The central philosophy of REBT is that events do not directly cause emotions and behavior, but instead a person’s beliefs about the events. The winning article, by Dr Martin J. Turner from the Centre for Sport, Health and Exercise Research at Staffordshire University, UK, outlines the seldom-reported value of this approach for addressing mental health issues in athletes. He proposes three important areas of investigation:
- The influence of irrational beliefs and REBT on the mental health of athletes
- The influence of irrational beliefs and REBT on athletic performance
- The origins and development of irrational beliefs in athletes
Rational Emotive Behavior Therapy is the foundation of cognitive behavioral therapy.
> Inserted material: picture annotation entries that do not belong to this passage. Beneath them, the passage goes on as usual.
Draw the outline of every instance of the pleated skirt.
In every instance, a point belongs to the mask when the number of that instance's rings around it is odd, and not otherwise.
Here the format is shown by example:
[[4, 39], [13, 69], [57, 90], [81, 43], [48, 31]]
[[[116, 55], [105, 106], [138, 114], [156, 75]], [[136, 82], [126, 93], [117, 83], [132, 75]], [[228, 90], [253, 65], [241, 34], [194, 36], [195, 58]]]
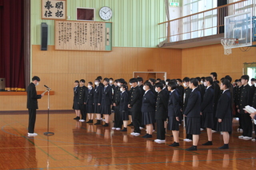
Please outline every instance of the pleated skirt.
[[168, 130], [179, 130], [179, 122], [177, 121], [176, 117], [168, 117]]
[[79, 105], [78, 101], [74, 101], [73, 102], [73, 109], [74, 110], [78, 110], [79, 109]]
[[222, 119], [222, 122], [217, 123], [218, 132], [232, 132], [232, 118]]
[[202, 113], [202, 127], [214, 128], [214, 113]]
[[187, 117], [186, 123], [186, 130], [187, 134], [199, 135], [201, 133], [200, 117], [196, 117], [196, 118]]
[[142, 113], [142, 123], [143, 125], [154, 124], [155, 122], [155, 113], [149, 112], [149, 113]]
Developed by psychotherapist and psychologist Albert Ellis in the 1950s, it aims to resolve emotional and behavioral issues through evidence-based theory and psychotherapy. Its central philosophy is expressed in the so-called ABC model, where the event is represented by the letter A (activating event or adversity), beliefs by the letter B, and emotions and behaviors by the letter C (consequences).
The Albert Ellis Institute continues Ellis’ legacy by promoting fundamental, translational and applied research, as well as practice and training of mental health professionals in the use of Rational-Emotive and Cognitive Behavior Therapy.
The annual Albert Ellis Award for Research is granted to a top article published in a scientific journal, on empirical research focused on Rational-Emotive & Cognitive-Behavior Therapy.